Под ноги ему полетели белые лилии.
– Будь ты проклят, Лев Кузьменко!
Дверь закрылась так же с тихим щелчком.
11.2
***
– Левко, ты куда пропал? Второе отделение уже должно начаться!
– Правда? – Лев разогнулся. Поправил слегка помятые от падения лилии, которые теперь стояли в вазе. – Уже иду.
– Ты чего-то странный какой-то, Левко, – Гавря обеспокоенно смотрел на него. – Ты себя нормально чувствуешь? Ел сегодня?
– Гаврик, ты мне не мама.
– Я тебе папа, – неожиданно серьезно ответил Гаврилов. – Ты на себя в зеркало посмотри.
Посмотрел. Поправил диадему, от которой по-прежнему болит голова. Мизинцем подтер чуть смазавшуюся помаду. Макияж глаз безупречен, глаза сухи.
Поправил корсет, взял со столика веер, подошел к двери.
– Я в порядке, пропусти.
Если тебе так тошно, что хочется умереть – пойди и умри на сцене, чтобы публика была довольна. Первая заповедь артиста. А слез клоуна никто не увидит.
– Меньше пафоса, малыш.
– Это не пафос, это жизнь, неужели ты не поняла?
– Давно поняла. Держись. Справимся. Должны.
***
Дина поняла, что не умеет страдать. Так, как показано в фильмах – с тоскливыми взглядами, заламыванием рук, слезами, даже истериками. Наоборот, ее охватила дикая, неуемная жажда деятельности.
Ночь, конечно, Дина провела в бессоннице. Стирала простыни, наволочки, полотенца, мыла полы, посуду. Убирала, уничтожала все следы. Выкинула все нательное белье, которого касались его руки и…

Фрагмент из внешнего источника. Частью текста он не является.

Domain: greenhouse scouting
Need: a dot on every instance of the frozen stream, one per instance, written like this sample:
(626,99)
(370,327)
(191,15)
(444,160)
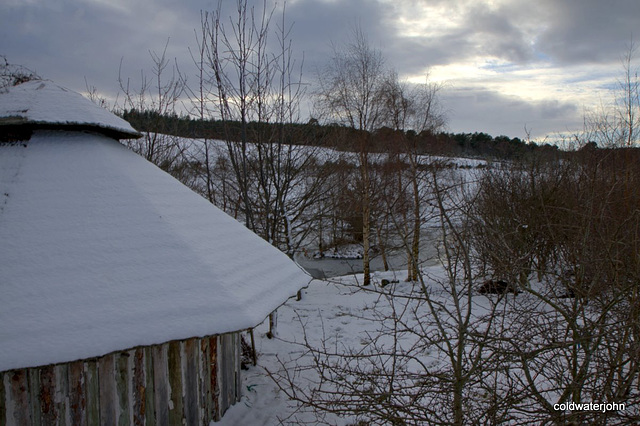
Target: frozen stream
(397,259)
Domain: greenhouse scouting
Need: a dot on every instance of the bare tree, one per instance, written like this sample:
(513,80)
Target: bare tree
(617,123)
(350,94)
(12,74)
(155,99)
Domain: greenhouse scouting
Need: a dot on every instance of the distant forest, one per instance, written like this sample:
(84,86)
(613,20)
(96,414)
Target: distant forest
(339,137)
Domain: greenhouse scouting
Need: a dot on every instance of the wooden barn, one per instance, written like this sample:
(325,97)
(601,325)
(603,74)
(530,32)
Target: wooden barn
(122,292)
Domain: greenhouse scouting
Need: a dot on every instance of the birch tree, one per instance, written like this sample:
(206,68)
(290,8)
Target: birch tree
(350,94)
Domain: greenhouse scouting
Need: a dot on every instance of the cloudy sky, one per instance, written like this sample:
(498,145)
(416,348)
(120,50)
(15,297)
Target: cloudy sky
(505,64)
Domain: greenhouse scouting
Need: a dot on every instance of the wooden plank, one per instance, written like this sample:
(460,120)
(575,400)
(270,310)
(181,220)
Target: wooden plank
(61,394)
(190,383)
(161,384)
(34,390)
(149,405)
(204,373)
(3,400)
(176,409)
(47,395)
(19,398)
(236,366)
(138,387)
(122,388)
(77,393)
(108,403)
(215,388)
(92,385)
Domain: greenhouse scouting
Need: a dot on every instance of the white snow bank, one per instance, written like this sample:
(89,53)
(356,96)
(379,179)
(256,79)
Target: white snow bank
(102,251)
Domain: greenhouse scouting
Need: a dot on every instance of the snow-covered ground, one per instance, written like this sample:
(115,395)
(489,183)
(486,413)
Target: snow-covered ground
(335,310)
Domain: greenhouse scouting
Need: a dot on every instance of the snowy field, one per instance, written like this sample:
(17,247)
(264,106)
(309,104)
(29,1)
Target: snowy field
(328,308)
(339,312)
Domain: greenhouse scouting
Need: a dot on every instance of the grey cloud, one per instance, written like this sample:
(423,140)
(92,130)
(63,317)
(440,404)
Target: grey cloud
(589,31)
(474,109)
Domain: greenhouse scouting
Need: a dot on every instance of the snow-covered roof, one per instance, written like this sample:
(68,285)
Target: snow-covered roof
(44,104)
(102,251)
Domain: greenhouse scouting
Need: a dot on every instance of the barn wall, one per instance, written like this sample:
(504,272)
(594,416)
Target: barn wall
(190,382)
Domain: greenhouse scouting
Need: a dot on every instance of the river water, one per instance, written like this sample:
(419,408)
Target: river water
(397,259)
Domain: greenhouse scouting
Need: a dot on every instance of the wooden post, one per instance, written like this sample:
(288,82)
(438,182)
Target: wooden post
(215,388)
(77,394)
(191,388)
(176,409)
(47,393)
(122,388)
(3,401)
(93,393)
(107,383)
(149,406)
(19,395)
(34,389)
(138,388)
(161,385)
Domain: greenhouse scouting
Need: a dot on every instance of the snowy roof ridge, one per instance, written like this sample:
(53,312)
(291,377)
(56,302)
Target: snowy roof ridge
(42,104)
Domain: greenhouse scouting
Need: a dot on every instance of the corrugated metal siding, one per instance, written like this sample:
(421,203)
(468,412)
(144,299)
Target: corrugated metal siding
(189,382)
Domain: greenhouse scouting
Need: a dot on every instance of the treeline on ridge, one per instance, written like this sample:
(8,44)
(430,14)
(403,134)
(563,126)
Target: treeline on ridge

Так, об этом даже не сметь думать. У нас по плану дезинфекция квартиры. Телефон уже санирован, все удалено.
За ночь она так и не сомкнула глаз. С утра поехала в офис, села в отцово кресло. Дина знала, что оно то самое – Игорь говорил, что ничего не менял в кабинете главы «Ингер Продакшн». Сидела долго, ждала, что снизойдёт. Хоть что-то снизойдёт.

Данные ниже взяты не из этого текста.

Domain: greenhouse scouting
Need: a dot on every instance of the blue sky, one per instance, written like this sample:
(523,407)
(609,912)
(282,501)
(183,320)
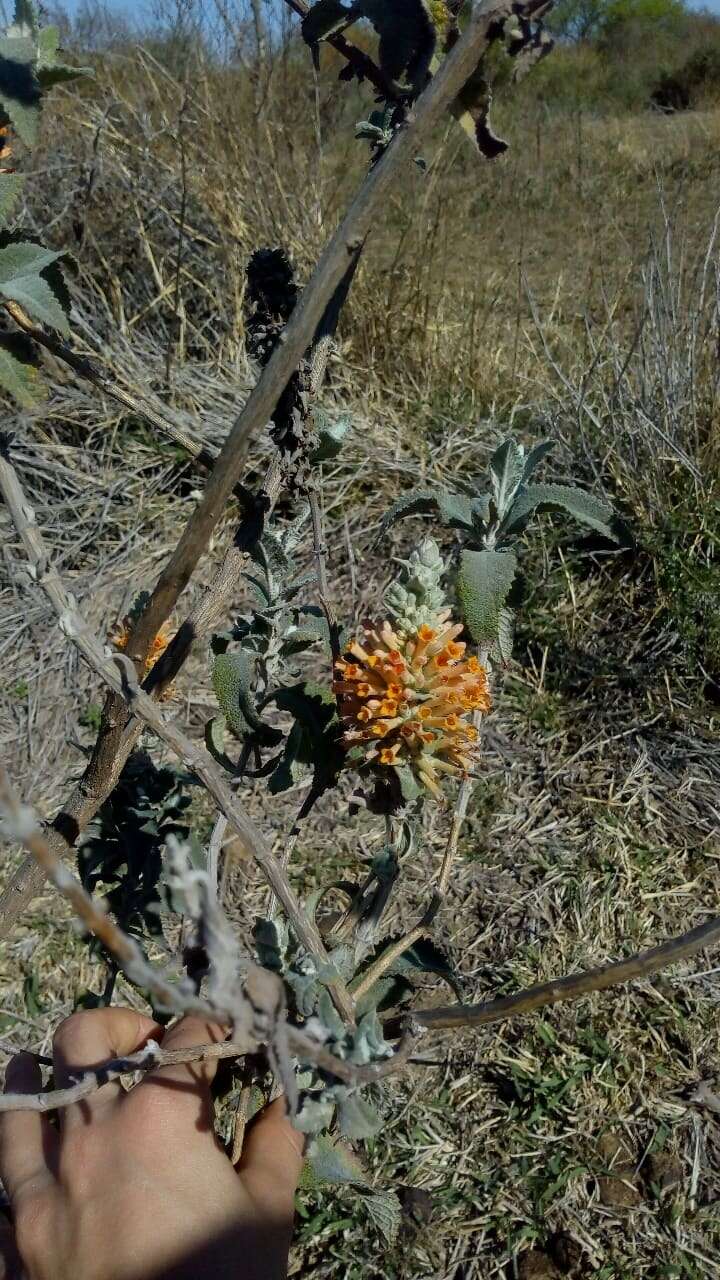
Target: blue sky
(139,7)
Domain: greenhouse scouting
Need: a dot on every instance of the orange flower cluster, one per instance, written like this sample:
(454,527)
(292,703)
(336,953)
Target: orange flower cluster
(409,696)
(156,650)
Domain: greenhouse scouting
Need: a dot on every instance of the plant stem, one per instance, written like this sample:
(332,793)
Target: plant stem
(573,987)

Снизошел к ней только финансовый директор, у которого самые неотложные вопросы. Потом еще подошел начальник правового сектора. Серьёзные люди. Наверное, это люди Игоря. Или нет? Финансовый директор, кажется, работает давно, может быть, еще со времен отца. Дина это все обязательно выяснит. А пока – вопросы с подписью, банками и прочим. Оби директора – и финансовый, и юридический – тщательно скрывают свое удивление, но оно все равно чувствуется.
Дина беседует с ними около двух часов. Задает дурацкие вопросы, при ответах на которые два серьёзных человека все же не могут скрыть своего удивления. Да, дяденьки, я ни черта не понимаю в этом деле. Но лучше я угроблю к черту дело своего отца, чем позволю чужим людям подойти к нему. На заданный в лоб вопрос о финансовом положении компании ей ответили осторожно. Баланс пока положительный, но прибыль по сравнению с прошлым годом упала. И если не появятся новые крупные перспективные проекты, то на следующий финансовый год стоит ждать убытков. А Игорь ей говорил, что дела идут хорошо. Что все непросто, но двигается. А тут – убытки в перспективе. Как бы Дина ни была мало осведомлена в финансовых вопросах, значение слова «убытки» было ей предельно ясно. Ладно, до конца года у нее еще есть время во всем разобраться.
Чудно все же. Раньше ее основной проблемой было сдать сессию. И вот теперь – теперь она думает над тем, что такое убытки.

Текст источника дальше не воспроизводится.